2. The apparatus according to claim 1, wherein the spatial audio data is captured from a start time to an end time, the start time being at or before the start of the image capturing process, and the end time being at or after the end of the image capturing process.

3. The apparatus according to any one of claims 1 to 2, wherein the spatial audio data is parametric audio data.

4 . The apparatus of claim 3 , wherein the means for generating modified spatial audio data is configured to generate the modified spatial audio data by modifying parameters of the parameterized audio data.

5. An apparatus according to any preceding claim, wherein the means for generating the audio focus signal comprises one or more beamforming arrangements.

6. An apparatus according to any preceding claim, wherein the means for generating the audio focus signal is configured to emphasise audio in the image capture direction of the apparatus.

7. An apparatus according to any one of the preceding claims, wherein the means for generating the audio focus signal is configured to attenuate the captured spatial audio data in directions other than the image capture direction of the apparatus.

8. The apparatus according to any of the preceding claims, wherein the means for generating the audio output signal is configured to generate the audio output signal based on a weighted sum of the audio focus signal and the modified spatial audio data.

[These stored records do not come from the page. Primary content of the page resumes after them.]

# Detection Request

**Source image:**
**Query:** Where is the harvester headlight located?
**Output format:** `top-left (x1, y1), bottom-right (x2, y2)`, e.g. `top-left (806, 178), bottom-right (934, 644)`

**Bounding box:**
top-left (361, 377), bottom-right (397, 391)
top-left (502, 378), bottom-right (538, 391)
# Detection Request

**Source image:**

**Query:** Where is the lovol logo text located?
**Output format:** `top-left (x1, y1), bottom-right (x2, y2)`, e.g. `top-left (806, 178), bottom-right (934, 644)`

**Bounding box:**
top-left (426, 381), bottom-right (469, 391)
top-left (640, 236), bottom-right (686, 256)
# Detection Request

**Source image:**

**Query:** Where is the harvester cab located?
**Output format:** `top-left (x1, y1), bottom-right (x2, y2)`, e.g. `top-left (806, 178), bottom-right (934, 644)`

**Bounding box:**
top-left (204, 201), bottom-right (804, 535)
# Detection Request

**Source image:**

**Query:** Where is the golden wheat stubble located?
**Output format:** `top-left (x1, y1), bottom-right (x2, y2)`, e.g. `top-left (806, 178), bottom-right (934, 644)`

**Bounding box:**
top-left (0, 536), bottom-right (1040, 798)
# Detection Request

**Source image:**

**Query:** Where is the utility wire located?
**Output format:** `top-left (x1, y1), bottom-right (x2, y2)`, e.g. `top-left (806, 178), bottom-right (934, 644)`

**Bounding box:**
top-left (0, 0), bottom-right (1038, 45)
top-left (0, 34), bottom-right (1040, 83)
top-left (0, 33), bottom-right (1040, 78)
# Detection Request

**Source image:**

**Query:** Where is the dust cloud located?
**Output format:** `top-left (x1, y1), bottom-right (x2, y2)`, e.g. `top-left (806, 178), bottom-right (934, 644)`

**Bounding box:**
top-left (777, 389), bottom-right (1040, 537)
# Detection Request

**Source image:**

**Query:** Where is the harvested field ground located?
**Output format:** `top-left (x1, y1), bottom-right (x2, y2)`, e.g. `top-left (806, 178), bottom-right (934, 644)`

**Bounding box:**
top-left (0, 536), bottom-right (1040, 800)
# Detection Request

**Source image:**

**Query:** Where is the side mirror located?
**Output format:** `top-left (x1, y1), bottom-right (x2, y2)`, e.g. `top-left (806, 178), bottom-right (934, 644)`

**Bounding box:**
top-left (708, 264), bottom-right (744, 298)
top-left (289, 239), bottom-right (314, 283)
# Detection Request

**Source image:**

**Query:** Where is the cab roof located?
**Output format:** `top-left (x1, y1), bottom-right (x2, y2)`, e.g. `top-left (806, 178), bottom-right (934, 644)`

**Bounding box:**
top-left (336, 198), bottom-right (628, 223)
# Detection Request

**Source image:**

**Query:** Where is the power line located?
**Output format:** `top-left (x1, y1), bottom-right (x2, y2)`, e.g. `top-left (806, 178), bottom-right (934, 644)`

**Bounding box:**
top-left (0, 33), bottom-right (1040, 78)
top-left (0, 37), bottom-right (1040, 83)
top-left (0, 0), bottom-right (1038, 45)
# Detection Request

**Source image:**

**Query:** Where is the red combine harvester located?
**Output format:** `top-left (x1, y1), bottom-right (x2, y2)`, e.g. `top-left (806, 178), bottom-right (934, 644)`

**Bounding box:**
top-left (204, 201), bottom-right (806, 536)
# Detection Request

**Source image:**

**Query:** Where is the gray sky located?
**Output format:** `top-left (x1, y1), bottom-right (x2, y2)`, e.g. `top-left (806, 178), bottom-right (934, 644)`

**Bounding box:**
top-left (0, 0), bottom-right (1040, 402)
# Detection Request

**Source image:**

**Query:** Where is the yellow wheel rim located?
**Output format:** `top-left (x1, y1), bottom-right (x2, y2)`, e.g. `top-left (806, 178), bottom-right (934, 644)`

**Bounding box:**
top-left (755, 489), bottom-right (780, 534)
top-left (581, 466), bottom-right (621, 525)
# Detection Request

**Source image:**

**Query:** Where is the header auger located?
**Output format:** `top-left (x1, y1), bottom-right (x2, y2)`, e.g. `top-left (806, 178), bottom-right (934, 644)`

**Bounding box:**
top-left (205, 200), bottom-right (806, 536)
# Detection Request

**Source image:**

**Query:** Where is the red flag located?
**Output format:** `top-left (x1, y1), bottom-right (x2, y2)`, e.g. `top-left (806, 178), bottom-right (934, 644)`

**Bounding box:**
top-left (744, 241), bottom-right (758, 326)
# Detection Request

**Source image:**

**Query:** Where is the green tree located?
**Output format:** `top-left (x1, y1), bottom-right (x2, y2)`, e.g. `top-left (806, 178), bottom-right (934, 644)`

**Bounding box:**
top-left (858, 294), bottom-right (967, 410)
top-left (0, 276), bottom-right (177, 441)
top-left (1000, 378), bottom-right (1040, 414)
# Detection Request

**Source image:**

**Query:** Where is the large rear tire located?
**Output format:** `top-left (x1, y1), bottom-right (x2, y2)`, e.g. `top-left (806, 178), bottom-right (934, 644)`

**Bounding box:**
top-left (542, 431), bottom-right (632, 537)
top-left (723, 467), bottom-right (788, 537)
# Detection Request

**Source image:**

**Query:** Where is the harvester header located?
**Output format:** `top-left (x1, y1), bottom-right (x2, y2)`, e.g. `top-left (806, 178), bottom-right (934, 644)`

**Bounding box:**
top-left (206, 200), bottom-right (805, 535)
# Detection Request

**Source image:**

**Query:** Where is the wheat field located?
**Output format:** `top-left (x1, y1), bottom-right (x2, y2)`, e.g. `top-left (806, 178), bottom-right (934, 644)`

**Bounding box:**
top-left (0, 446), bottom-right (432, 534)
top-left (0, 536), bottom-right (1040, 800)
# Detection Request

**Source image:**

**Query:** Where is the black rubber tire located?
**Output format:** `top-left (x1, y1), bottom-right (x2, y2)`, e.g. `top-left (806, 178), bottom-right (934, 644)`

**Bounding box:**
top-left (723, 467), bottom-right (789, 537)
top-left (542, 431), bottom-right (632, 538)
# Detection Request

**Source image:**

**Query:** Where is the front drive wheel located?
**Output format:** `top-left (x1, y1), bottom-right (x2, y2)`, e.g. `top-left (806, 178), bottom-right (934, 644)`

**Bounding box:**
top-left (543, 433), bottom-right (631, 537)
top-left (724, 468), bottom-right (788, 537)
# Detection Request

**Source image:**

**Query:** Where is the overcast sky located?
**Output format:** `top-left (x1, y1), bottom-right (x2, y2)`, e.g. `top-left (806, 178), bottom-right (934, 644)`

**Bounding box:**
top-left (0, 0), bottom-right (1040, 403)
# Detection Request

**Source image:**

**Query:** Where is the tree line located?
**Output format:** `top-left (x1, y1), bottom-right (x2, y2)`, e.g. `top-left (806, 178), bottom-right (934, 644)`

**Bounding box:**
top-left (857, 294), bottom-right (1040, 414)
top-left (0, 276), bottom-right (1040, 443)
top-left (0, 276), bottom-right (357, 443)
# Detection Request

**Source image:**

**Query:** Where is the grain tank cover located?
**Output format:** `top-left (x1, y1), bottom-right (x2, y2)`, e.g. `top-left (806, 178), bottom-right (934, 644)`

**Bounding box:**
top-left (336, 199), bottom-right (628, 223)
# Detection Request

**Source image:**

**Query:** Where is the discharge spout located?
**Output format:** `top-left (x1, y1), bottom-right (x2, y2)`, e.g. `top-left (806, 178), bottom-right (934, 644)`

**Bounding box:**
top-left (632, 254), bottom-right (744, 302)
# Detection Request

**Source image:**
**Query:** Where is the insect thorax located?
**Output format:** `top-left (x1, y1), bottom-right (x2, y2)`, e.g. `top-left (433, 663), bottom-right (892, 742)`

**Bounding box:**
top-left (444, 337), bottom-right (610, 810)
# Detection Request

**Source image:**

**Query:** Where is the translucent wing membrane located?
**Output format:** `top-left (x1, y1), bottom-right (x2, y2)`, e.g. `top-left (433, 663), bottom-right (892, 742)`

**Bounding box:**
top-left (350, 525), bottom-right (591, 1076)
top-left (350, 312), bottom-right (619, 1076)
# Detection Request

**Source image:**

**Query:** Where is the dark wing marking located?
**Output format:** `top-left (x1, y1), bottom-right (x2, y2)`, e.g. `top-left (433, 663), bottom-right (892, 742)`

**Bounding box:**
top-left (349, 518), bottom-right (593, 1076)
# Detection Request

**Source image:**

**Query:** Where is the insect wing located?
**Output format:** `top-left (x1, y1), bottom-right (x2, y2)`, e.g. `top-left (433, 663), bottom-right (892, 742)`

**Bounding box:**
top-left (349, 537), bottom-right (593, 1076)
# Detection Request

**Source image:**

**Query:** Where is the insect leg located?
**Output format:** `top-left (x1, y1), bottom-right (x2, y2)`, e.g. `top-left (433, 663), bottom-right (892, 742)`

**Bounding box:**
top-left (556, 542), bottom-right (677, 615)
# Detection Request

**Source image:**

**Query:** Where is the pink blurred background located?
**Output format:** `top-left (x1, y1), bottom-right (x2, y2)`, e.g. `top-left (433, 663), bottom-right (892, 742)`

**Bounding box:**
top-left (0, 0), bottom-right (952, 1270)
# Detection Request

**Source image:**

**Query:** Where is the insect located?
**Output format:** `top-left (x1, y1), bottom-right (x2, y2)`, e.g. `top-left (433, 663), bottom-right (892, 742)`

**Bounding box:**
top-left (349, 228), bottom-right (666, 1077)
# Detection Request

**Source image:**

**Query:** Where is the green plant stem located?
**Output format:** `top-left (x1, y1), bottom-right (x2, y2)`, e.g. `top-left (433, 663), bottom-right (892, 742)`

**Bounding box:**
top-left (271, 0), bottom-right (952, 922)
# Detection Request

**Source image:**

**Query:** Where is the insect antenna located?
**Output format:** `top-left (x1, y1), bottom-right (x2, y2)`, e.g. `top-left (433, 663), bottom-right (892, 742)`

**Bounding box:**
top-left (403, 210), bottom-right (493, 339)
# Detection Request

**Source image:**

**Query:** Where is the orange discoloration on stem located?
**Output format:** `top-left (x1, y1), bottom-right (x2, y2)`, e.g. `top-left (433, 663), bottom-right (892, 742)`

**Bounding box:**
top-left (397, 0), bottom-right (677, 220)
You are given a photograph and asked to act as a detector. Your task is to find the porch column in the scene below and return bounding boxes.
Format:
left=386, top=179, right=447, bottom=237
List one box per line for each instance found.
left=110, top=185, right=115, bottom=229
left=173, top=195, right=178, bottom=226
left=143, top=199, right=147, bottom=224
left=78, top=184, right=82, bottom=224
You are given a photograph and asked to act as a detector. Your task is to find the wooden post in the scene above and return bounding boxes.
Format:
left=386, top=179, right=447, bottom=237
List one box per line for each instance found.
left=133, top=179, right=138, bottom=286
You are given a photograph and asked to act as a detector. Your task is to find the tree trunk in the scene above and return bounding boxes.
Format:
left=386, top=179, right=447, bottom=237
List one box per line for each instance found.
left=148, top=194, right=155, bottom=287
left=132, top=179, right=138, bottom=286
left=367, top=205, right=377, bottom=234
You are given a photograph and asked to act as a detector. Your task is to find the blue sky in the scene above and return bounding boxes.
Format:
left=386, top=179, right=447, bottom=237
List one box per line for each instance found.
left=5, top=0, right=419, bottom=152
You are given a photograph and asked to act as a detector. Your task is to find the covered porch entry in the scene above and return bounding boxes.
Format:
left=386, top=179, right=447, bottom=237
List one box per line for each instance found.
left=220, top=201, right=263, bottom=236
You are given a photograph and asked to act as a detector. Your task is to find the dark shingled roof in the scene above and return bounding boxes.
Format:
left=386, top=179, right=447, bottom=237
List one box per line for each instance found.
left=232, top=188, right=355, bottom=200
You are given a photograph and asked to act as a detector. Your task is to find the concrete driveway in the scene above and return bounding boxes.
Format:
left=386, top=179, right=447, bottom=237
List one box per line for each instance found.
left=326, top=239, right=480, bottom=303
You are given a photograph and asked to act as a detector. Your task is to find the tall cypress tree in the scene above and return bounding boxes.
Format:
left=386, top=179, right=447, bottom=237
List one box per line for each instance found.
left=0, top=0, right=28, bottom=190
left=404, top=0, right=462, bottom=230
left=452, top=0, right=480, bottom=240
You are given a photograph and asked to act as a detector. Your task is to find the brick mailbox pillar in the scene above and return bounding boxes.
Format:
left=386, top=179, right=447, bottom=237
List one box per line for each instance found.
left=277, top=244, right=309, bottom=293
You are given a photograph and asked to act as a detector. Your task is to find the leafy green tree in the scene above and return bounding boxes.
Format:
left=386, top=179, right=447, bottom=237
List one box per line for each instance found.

9. An apparatus according to any preceding claim, further comprising means for capturing a visual image of an object or scene.

10. An apparatus according to any preceding claim, wherein the means for determining the orientation of the apparatus comprises one or more sensors.

11. The device according to any one of the preceding claims, wherein the component comprises:

at least one processor; and

At least one memory including computer program code, the at least one memory and the computer program being configured to, together with the at least one processor, cause execution of the apparatus.

12. A method comprising:

capturing spatial audio data during an image capture process;

determining an orientation of an image capture device during said spatial audio data capture;

generating an audio focus signal from the captured spatial audio data, wherein the audio focus signal is focused on one or more objects in an image capture direction of the image capture device;

Generating modified spatial audio data, wherein generating the modified spatial audio data comprises: excluding the audio focus signal from the captured spatial audio data to obtain spatial audio data corresponding to one or more background objects, and modifying the spatial audio data corresponding to the one or more background objects to compensate for one or more changes in the orientation of the image capture device during the capture of the spatial audio data, wherein generating the modified spatial audio data comprises: offsetting the determined change in the orientation of the image capture device by rotating the captured spatial audio data corresponding to the one or more background objects to compensate for the one or more changes in the orientation of the image capture device; and

An audio output signal is generated from a combination of the audio focus signal and the modified spatial audio data.

13. The method of claim 12, wherein generating the audio focus signal comprises emphasizing audio in the image capture direction of the image capture device.